The center’s mission is to increase the capacity of communities to improve population health utilizing a community health development approach. The overall goal of CCHD is to stimulate research, education, program planning and implementation, dissemination, and evaluation as partners with communities for the ultimate purpose of improving population health status. Through existing and future relationships within the Texas A&M University System and various communities across the nation, CCHD will be able to capitalize on the resources and expertise of our partners.
Partnering with Communities to Understand and Address Health Disparities
Rural, minority, and low-income populations often face significant health disparities based on a host of factors. CCHD’s interdisciplinary research team has partnered with communities across Texas to formally assess health in their communities, identify priorities, develop strategies to address their priorities, and evaluate the effectiveness of these strategies when implemented. These community-based projects have focused on a broad range of issues, including access to care, diabetes prevention and management, access to healthy food, breast cancer screening and treatment, affordable transportation to services, access to mental health services, childhood obesity, cancer survivorship, and health coverage options for employees of small businesses.
Training Lay and Professional Public Health Practitioners
As part of our mission, CCHD extends training and technical assistance to individuals and organizations already engaged in community-based health programs and research. Drawing from the expertise and experience of our network of affiliated faculty members, the center’s trainings have focused on topics such as logic modeling, evaluation, grant writing, funding diversity, community-based participatory research, network analysis, strategic planning, organizational development, and leadership development. In addition, CCHD is certified as a community health worker/promotora training center by the Texas Department of State Health Services. Through our projects, we have provided over 89,000 hours of training to more than 2,770 promotoras in Texas in topics such as diabetes management, mental health, breast cancer prevention, solid waste disposal, and immunizations.
Educating the Next Generation
To ensure that the lessons learned through our work is used to inform future researchers and practitioners, CCHD strives both to integrate projects into relevant masters and doctoral-level courses for students and to employ students whenever possible. Since 2001, the center has provided hands-on experience in community based participatory approaches to research and practice to over 350 students through graduate assistantships and practicum opportunities.
CCHD employs an approach called community health development that organizes community partnerships to engage in assessment, planning, implementation, and evaluation activities aimed at addressing factors that impact health status through locally designed and sustainable solutions.

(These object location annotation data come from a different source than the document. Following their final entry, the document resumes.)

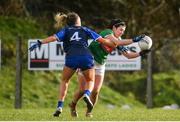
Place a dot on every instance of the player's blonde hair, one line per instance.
(63, 19)
(60, 20)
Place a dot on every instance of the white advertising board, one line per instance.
(51, 57)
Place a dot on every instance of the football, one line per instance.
(145, 43)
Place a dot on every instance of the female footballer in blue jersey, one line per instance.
(74, 38)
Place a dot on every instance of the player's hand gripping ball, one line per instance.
(145, 43)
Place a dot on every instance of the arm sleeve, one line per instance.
(92, 34)
(122, 49)
(60, 35)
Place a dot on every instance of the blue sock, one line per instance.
(60, 104)
(87, 92)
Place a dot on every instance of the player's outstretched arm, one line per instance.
(124, 41)
(107, 42)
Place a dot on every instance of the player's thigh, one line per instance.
(67, 73)
(81, 80)
(89, 74)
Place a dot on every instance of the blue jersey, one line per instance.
(75, 39)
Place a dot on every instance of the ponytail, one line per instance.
(61, 20)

In partnership with communities, CCHD’s projects have focused on a broad range of issues including access to medical care, sexual violence prevention, youth development, access to mental health services, cancer screening, treatment, and survivorship, among others.
CCHD was originally established in 2001 as the Community Health Development Program (CHDP) to provide the Texas A&M University School of Public Health (School of Rural Public Health, at the time) with the infrastructure to foster research, service, and education dedicated to improving population health status in predominantly rural and underserved communities. The early success of the program provided a strong foundation for securing $11 million from the Centers for Disease Control and Prevention as one of 37 Prevention Research Centers (PRC) nationwide. As a result of this achievement, the program received Center approval from the Texas A&M Board of Regents and was designated as the Center for Community Health Development. Beyond PRC funding, CCHD has acquired over $40 million in grants and contracts to support health research that utilizes a community health development approach.

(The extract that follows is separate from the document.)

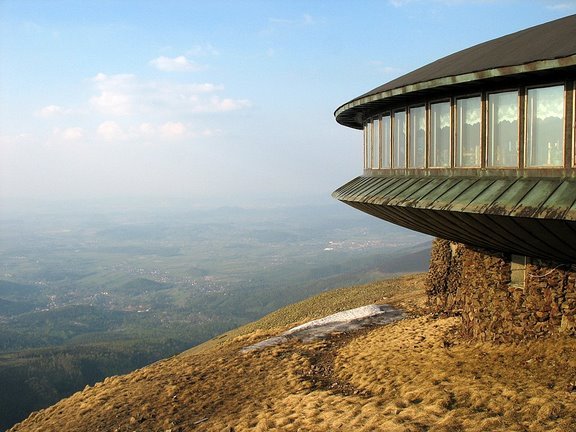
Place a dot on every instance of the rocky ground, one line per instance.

In 2010, CCHD established the National Community Health Worker Training Center (NCHWTC) in response to partner community needs identified in South Texas. The NCHWTC is a Department of State Health Services certified Community Health Worker (CHW) training center that provides CHW and CHW Instructor certifications and continuing education units in-person and online, in English and Spanish. In addition to training, the NCHWTC has participated as a collaborator in several research projects utilizing CHWs across the state.